After he was approached, Zhang and his lab team decided to give it a try.

Creating a decanter is a “really old, long-standing issue, but because synthetic tools have been limited, interest has declined,” said Hu, Ph.D. Zhang laboratory group student, commented. “We rediscovered the problem and used a new tool to solve an old problem that is really important.”

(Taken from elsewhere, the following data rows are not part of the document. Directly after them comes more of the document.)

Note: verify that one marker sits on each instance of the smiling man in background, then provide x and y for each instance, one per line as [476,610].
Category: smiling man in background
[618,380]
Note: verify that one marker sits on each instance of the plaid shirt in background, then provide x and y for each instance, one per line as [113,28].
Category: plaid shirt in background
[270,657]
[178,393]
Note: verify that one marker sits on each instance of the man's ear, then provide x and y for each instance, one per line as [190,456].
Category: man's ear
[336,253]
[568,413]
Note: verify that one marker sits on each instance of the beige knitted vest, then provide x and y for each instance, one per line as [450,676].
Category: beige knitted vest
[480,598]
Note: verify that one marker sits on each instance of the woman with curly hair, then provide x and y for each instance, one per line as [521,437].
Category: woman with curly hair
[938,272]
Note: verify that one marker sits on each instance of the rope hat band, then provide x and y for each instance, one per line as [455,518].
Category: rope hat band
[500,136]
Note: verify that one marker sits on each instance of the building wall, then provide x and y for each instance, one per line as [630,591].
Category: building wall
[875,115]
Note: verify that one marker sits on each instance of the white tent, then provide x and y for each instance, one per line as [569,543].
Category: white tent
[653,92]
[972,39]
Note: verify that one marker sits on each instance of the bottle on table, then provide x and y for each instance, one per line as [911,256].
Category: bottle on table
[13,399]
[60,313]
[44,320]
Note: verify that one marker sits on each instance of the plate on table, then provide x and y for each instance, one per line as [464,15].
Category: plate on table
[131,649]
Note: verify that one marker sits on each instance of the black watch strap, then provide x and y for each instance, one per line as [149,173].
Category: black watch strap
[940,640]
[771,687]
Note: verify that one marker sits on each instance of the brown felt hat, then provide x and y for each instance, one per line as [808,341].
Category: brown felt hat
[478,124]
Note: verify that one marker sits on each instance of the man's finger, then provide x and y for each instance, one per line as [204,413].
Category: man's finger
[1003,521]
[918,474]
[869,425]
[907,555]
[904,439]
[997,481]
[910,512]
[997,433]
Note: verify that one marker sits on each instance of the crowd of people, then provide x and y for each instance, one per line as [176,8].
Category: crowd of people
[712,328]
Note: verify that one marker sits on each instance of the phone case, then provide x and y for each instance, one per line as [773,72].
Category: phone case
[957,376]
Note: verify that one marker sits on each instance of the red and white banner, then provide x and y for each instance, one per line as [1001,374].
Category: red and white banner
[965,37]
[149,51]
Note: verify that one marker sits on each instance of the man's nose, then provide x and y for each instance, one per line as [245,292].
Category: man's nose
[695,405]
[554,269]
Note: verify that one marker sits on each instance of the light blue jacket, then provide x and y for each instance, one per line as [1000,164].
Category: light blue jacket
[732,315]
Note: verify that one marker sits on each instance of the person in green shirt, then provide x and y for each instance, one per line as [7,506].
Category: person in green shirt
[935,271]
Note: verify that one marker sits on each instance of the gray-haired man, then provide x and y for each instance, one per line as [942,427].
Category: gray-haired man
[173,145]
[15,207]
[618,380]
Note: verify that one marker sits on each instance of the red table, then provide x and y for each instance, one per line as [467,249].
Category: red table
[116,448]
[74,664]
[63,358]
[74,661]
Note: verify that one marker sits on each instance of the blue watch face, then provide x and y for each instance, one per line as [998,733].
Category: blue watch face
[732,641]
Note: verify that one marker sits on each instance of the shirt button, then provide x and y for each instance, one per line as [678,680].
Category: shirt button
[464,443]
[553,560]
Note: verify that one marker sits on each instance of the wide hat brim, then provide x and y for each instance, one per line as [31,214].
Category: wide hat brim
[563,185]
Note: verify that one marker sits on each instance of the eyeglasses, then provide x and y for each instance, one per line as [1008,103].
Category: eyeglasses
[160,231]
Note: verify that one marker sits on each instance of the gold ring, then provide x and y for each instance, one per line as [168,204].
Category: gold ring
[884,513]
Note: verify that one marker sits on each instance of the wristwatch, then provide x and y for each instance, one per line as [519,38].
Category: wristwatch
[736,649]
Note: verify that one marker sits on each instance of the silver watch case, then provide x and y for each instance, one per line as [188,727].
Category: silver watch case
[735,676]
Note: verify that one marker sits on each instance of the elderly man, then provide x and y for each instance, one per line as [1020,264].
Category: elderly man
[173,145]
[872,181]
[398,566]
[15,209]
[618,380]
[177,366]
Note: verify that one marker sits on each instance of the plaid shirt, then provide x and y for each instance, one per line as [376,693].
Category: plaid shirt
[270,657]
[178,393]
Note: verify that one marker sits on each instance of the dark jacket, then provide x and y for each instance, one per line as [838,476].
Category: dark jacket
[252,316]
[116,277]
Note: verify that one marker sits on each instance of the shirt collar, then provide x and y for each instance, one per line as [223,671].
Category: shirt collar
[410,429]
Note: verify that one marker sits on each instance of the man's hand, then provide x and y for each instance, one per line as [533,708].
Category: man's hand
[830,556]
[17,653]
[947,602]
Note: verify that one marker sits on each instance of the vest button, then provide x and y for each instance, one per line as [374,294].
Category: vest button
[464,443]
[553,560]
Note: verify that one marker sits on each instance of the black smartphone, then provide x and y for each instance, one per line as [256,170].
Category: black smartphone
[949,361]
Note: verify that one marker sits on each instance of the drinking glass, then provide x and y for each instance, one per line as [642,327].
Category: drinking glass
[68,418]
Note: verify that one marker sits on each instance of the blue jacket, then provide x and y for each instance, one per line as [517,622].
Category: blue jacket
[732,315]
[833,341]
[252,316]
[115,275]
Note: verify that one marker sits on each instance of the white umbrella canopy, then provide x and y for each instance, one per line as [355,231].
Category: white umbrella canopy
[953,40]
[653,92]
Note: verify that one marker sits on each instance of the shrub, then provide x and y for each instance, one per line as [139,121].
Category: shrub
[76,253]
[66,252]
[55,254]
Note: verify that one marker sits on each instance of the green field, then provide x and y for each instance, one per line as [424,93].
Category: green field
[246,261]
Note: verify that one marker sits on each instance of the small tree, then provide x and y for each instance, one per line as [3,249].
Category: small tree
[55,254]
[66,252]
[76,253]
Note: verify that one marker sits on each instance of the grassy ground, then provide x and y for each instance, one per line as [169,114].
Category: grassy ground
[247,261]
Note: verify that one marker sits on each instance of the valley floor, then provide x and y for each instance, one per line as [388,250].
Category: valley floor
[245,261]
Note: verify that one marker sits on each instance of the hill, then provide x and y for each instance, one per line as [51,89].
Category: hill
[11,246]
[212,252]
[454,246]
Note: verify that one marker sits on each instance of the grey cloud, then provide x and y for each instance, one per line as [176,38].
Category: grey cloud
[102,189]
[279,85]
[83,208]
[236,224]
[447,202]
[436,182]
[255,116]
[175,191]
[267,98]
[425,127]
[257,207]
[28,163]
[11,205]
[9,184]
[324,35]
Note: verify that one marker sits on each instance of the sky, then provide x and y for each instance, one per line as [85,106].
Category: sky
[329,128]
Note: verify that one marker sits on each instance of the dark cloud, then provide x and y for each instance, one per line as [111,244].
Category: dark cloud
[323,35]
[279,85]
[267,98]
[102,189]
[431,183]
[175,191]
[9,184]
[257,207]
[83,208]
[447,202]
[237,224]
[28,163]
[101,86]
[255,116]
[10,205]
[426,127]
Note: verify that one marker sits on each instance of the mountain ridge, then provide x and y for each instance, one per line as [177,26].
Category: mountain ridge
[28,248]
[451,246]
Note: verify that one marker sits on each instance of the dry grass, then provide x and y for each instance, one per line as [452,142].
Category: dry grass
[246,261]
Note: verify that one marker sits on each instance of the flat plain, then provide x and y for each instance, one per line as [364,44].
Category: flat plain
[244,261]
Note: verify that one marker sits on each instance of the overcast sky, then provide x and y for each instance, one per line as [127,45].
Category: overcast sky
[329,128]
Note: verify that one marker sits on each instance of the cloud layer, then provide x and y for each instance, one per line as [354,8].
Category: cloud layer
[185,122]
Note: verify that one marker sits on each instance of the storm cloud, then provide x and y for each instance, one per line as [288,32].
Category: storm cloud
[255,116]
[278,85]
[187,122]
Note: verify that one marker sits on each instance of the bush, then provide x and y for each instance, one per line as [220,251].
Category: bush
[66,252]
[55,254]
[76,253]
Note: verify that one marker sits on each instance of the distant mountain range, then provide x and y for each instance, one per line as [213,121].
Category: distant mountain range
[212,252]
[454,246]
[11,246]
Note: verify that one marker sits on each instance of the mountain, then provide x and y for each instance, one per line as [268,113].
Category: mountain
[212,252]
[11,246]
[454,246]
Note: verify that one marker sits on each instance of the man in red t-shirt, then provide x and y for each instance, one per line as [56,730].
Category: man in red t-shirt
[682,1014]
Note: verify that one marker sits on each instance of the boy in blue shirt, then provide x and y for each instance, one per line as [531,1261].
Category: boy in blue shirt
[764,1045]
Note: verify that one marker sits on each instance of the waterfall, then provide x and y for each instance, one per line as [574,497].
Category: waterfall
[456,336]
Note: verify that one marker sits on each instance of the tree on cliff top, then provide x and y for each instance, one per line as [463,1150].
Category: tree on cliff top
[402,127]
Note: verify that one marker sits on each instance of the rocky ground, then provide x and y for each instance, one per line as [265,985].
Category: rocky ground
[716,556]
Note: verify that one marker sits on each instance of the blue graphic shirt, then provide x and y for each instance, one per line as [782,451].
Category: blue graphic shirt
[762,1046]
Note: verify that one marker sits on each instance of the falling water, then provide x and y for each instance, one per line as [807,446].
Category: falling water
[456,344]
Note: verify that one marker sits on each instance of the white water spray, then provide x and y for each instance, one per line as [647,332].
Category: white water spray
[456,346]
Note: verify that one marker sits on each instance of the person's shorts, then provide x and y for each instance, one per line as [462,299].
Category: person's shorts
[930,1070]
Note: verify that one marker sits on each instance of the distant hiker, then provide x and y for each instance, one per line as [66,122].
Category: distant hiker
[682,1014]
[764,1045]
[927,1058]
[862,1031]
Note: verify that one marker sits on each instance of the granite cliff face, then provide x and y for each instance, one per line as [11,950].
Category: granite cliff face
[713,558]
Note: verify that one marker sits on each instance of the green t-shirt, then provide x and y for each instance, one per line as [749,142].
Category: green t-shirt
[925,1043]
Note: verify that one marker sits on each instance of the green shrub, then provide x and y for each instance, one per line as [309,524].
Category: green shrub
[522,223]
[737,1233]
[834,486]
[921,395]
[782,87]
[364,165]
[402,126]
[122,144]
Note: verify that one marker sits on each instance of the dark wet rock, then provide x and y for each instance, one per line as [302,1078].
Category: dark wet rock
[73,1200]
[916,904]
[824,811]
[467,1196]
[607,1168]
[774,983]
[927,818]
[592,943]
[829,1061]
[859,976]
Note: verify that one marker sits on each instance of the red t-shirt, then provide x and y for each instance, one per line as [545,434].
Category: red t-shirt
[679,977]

Using a process called metathesis of alkynes, which is an organic reaction that involves redistribution or cutting and reforming of alkyne chemical bonds (such as hydrocarbons with at least one carbon-carbon triple covalent bond) – as well as thermodynamics and kinetic control, the group was able to successfully create something that had never been created before: a material that could compete with the conductivity of graphene, but with control.

“There’s a pretty big difference (between graphene and decanter), but in a good way,” Zhang said. “It could be the next generation’s miraculous stuff. That’s why people are so excited.”

Although the material has been successfully created, the team still wants to understand its details, including how to create material on a large scale and how it can be manipulated.

“We are really trying to study this new material from different dimensions, both experimentally and theoretically, from the atomic level to real devices,” Zhang said of the next steps.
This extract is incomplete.